L’exploration spatiale a par contre un méfait grave : la pollution circumterrestre, qui augmente de façon exponentielle, exposant les satellites et les voyageurs de l’espace à des risques inutiles. Un simple fragment de peinture peut transpercer le hublot d’une navette instantanément et provoquer la mort de tout l’équipage. A l’opposé, il est plus intéressant de rappeler que l’exploration spatiale a beaucoup de bienfaits, comme on peut le voir. De plus, les images prises par satellites ou par des sondes interplanétaires sont d’une rare beauté. Les humains qui vivent au sol peuvent croire que leur monde est énorme et doté d’une atmosphère inépuisable. Mais, l’astronaute en orbite témoigne de la fragilité de notre globe. Sur plus de 6 000 kilomètres de rayon, l’atmosphère essentiel à la vie ne s’étend que sur 15 kilomètres.

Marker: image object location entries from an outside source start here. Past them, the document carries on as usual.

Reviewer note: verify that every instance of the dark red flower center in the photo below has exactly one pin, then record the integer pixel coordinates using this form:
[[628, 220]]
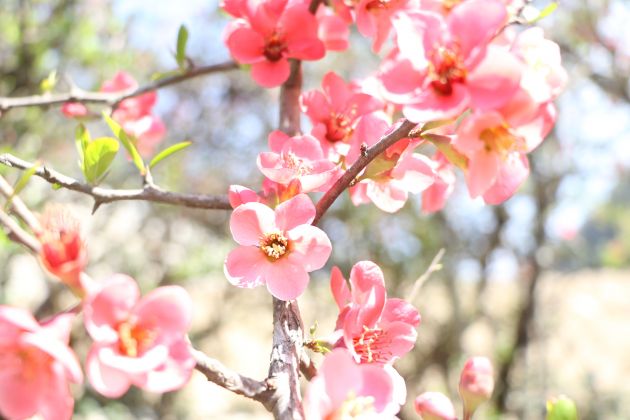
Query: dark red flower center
[[447, 68]]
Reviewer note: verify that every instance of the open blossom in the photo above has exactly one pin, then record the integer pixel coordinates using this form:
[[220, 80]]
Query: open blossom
[[267, 35], [298, 158], [434, 406], [476, 383], [388, 179], [375, 329], [36, 366], [444, 65], [62, 251], [138, 341], [278, 247], [335, 112], [344, 390], [496, 144]]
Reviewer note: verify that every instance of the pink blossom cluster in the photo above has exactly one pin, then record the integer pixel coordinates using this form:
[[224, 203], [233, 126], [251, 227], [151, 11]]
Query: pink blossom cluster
[[480, 91], [135, 115], [139, 341]]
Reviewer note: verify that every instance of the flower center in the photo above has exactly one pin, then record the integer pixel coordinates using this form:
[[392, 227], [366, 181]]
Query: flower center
[[354, 407], [499, 140], [133, 339], [447, 68], [274, 245], [372, 346], [275, 47], [338, 127]]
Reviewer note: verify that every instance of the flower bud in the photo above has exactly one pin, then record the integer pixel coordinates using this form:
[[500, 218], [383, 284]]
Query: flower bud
[[476, 384], [62, 252], [434, 406]]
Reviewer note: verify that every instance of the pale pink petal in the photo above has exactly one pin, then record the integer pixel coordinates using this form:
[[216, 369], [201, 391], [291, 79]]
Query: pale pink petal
[[103, 311], [167, 309], [250, 221], [171, 375], [299, 210], [495, 80], [339, 288], [106, 380], [474, 23], [310, 247], [285, 280], [244, 266], [245, 44], [271, 74], [483, 168]]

Vue de l’espace, la Terre est un monde inoffensif et fragile.

La compagne de la Terre: Lune

La Lune intrigue les hommes depuis bien longtemps. Plusieurs superstitions non-fondées quant à son influence sur la Terre et ses habitants ont régné pendant plusieurs siècles. Mais aujourd’hui, à l’ère oû l’on comprend mieux les phénomènes qui nous entourent par le biais de la science, il est prouvé que la Lune n’influence guère nos vies, si ce n’est l’exception des marées. La force gravitationnelle de la Lune tire de façon significative sur notre Terre. Les surfaces solides réagissent moins mais au niveau des océans, beaucoup plus malléables, l’effet est flagrant.

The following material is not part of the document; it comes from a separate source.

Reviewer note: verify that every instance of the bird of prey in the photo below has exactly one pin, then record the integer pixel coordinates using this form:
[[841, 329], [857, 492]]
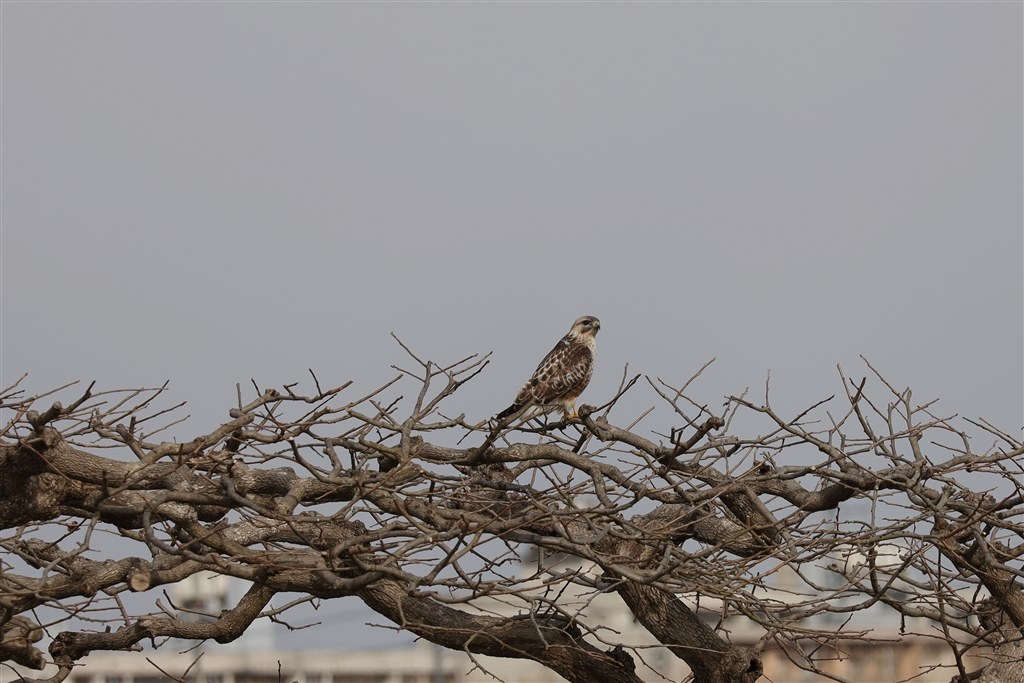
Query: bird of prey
[[560, 378]]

La Lune nous montre toujours la même face. Sa période de rotation sidérale et de révolution autour de la Terre sont synchrones. Ceci s’explique encore par les forces gravitationnelles qui règnent entre la Terre et la Lune. La Terre a ralentit la période de rotation de son satellite, de sorte qu’un seul côté pointe vers nous. Également, la Lune joue sur la rotation de la Terre, mais dans une proportion beaucoup moindre. Ainsi, le jour terrestre diminue de 1,5 milliseconde chaque année. Insignifiant, oui. Mais au bout de quelques millions d’années, les périodes de rotations des deux astres seront telles qu’ils ne se montreront qu’une seule face l’un et l’autre, tout comme c’est déjà le cas pour Pluton et Charon.

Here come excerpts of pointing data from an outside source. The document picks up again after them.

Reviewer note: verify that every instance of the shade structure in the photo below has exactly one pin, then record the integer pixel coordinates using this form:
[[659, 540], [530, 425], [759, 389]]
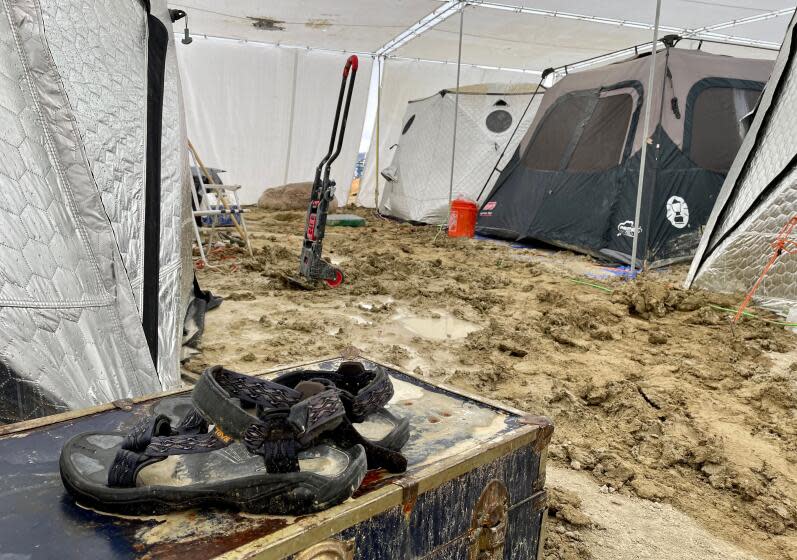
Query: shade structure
[[493, 118], [758, 198], [91, 297], [414, 38], [572, 181]]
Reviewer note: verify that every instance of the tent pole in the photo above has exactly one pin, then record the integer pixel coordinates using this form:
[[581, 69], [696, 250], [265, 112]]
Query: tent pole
[[456, 107], [378, 102], [646, 133]]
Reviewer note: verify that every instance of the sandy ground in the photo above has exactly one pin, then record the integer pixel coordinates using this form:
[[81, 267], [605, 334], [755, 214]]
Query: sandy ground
[[675, 434]]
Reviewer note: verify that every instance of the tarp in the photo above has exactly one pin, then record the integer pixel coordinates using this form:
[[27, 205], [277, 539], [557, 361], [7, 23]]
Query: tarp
[[554, 32], [757, 199], [78, 157]]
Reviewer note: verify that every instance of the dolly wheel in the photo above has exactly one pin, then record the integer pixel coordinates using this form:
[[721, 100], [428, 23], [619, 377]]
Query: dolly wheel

Diverses théories en ce qui a trait à la formation de l’astre lunaire sont apparues avec les années. Mais toutes possèdent quelques lacunes. L’une de ces théories, celle de la fission, veut qu’au début de son histoire, la période de rotation de la Terre, encore en fusion à l’époque, devait être suffisamment élevée pour qu’un morceau s’en détache et se place en orbite autour d’elle. Cependant, pour qu’un îlot de matière ait la force de s’échapper, l’énergie qu’il devrait emmagasiner serait suffisante pour le propulser dans l’espace, sans chance de rédemption. Une autre hypothèse elle celle de la capture, qui propose que la Lune ait pu se former ailleurs dans l’espace ( par exemple dans la ceinture d’astéroïdes ) et, sous l’influence d’une masse gravitationnelle immense, comme Jupiter, aurait été déstabilisée pour atteindre la Terre, qui l’aurait attirée dans son champ d’attraction. Mais la composition de la Lune, révélée en détail par les missions Apollo, révèle qu’elle n’a pu se former que relativement près du Soleil. Alors comment expliquer que la Lune soit remontée pour finalement atteindre la Terre ? Mis à part le Soleil ( qui soit dit en passant attire ! ), il n’y a aucun objet suffisamment gros pour perturber l’orbite d’un objet comme la Lune suffisamment pour que celle-ci rejoigne notre planète. Une troisième théorie est celle de l’accrétion. La Lune et la Terre se seraient formées à partir du même nuage de matière. Mais la composition des deux astres diffère, ce qui cause problème. Enfin, la meilleure théorie retenue à ce jour elle celle de l’impact. Un objet assez massif serait entré en collision avec la Terre alors que celle-ci était encore visqueuse. A très grande vitesse, il aurait traversé le globe, qui l’aurait ralentit considérablement et aurait ensuite été retenu par l’attraction terrestre. Ainsi serait née notre Lune.